Saturday, March 7, 2009

Pythonic parsing and keeping corner-cases in the corners

I've been fiddeling with Python for a while, especially a nice library called Pyparsing. I have posted some stuff about parsers before, and I have tried ANTL for a private project for parsing and translating Java code. Anyway, Pyparsing has to be the most intuitive and easy to use parser library I have used.

In my opinion, a common problem with many libraries, programming languages, etc., is that they are not opted for the most common, simple, cases. Rather, they make the most common cases just as hard as the most weird corner-cases you can possibly think of. Take this Java code for reading an entire file into a String:

FileInputStream fstream = new FileInputStream("filename.txt");
DataInputStream in = new DataInputStream(fstream);
BufferedReader br = new BufferedReader(new InputStreamReader(in));
String strLine;
StringBuffer content = new StringBuffer();
while ((strLine = br.readLine()) != null) {
return content.toString();

Why, oh why, do I have to write all this code when all I want is (in Python):

return open('filename.txt', 'r').read()

or (in Perl):

open FILE, "filename.txt";
$string = <file>;

The Java API for opening and reading files seems to be focused on covering all possible use-cases. Covering all use-cases is of course a good thing, but not on the expense of common simple cases. It is trivial for me to add a few convenience methods/classes to cover the common cases. But why aren't these methods/classes in the API from the beginning?

There are several other examples of this screw-the-common-cases-and-make-the-api-super-generic-mentality. Reflection in Java throws a gazillion exceptions, for example, and in most cases you don't need to know what went wrong, only that it did go wrong.

So, anyway, let's get back to the Pyparsing library.
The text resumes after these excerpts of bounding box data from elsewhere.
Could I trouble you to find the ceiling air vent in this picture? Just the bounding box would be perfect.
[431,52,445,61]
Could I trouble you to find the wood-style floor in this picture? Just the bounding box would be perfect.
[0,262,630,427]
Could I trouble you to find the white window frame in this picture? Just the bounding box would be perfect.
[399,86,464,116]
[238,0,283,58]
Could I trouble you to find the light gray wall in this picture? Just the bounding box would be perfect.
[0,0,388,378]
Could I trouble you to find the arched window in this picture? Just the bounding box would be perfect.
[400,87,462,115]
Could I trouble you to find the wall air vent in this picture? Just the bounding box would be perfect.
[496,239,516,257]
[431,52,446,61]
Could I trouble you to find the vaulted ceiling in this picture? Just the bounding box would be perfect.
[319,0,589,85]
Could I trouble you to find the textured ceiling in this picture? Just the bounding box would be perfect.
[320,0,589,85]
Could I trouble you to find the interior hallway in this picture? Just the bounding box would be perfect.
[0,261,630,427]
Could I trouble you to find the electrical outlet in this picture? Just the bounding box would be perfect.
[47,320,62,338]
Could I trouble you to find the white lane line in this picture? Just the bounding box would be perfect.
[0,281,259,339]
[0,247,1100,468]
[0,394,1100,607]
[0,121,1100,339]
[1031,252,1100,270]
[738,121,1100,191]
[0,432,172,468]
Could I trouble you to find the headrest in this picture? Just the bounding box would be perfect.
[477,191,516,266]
As I said, it is very easy to use and the common cases are straight-forward to implement. For example, there are helper classes/methods for parsing a string while ignoring up-/downcase, for matching one (and only one) of a set of grammar rules, etc. In addition to this the +, ^, | operators, etc, are overloaded so a grammar rule normally looks something like this:

greet = Word( alphas ) + "," + Word( alphas ) + "!"
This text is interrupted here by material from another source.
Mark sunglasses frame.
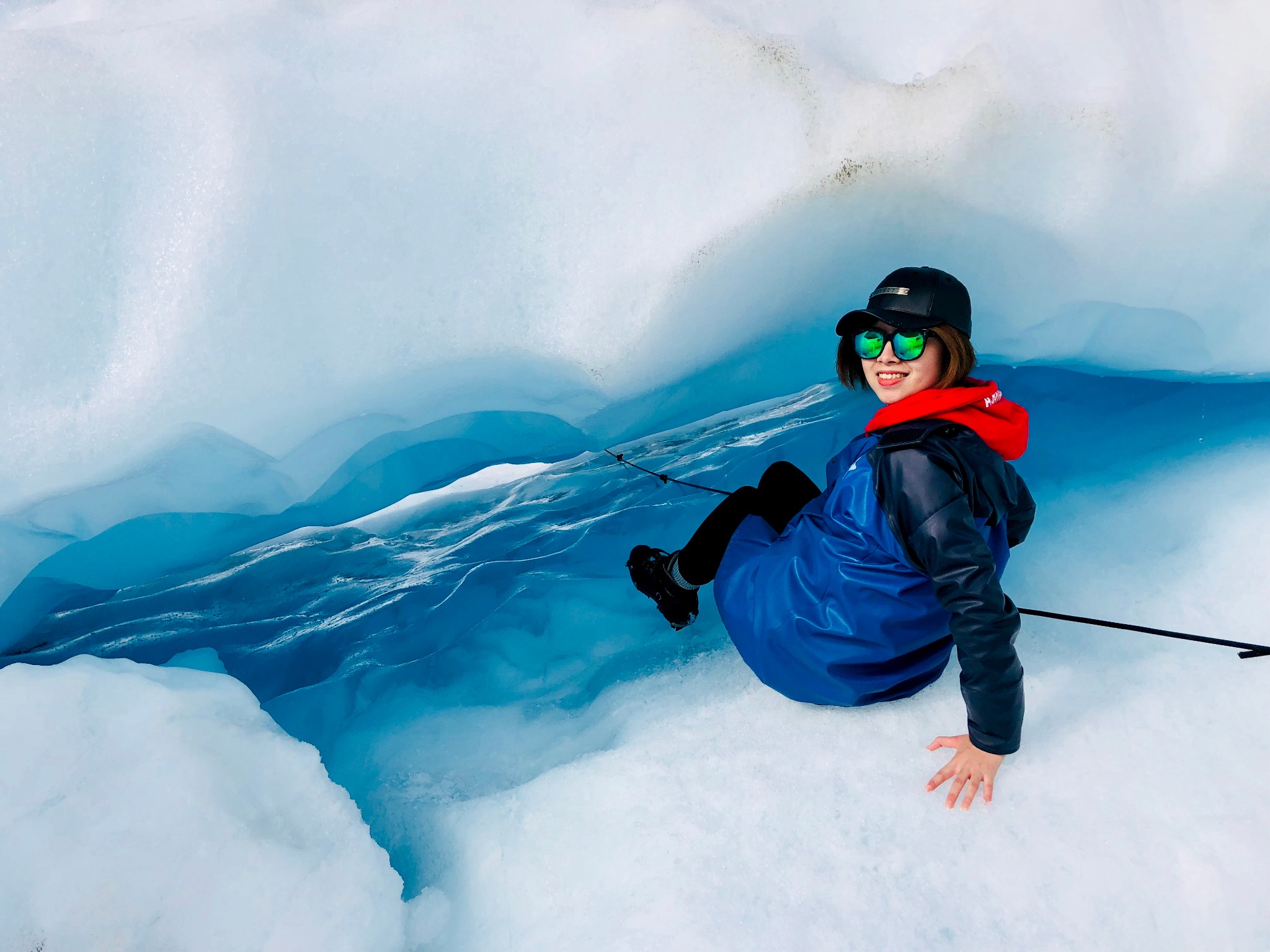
[851,327,931,362]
So, what is this post all about? Pyparsing or bad libraries? Both. There are so many bad libraries out there that aren't ment to be used by human programmers. That is, the most simple things in the library are hard to use just becase the harders things are har to use. Pyparsing, on the other hand, is a joy to use. I was suprised how often I thought oh, it would be nice to have such-and-such helper function now and after looking in the Pyparsing documentation though yey, there it is!


Marius Gedminas said...

Please drop the ", 'w'" from your Python open(filename) example. Now you're opening it for writing (incidentally destroying the contents).

Togge said...

Oups, my mistake. Thanks for pointing it out!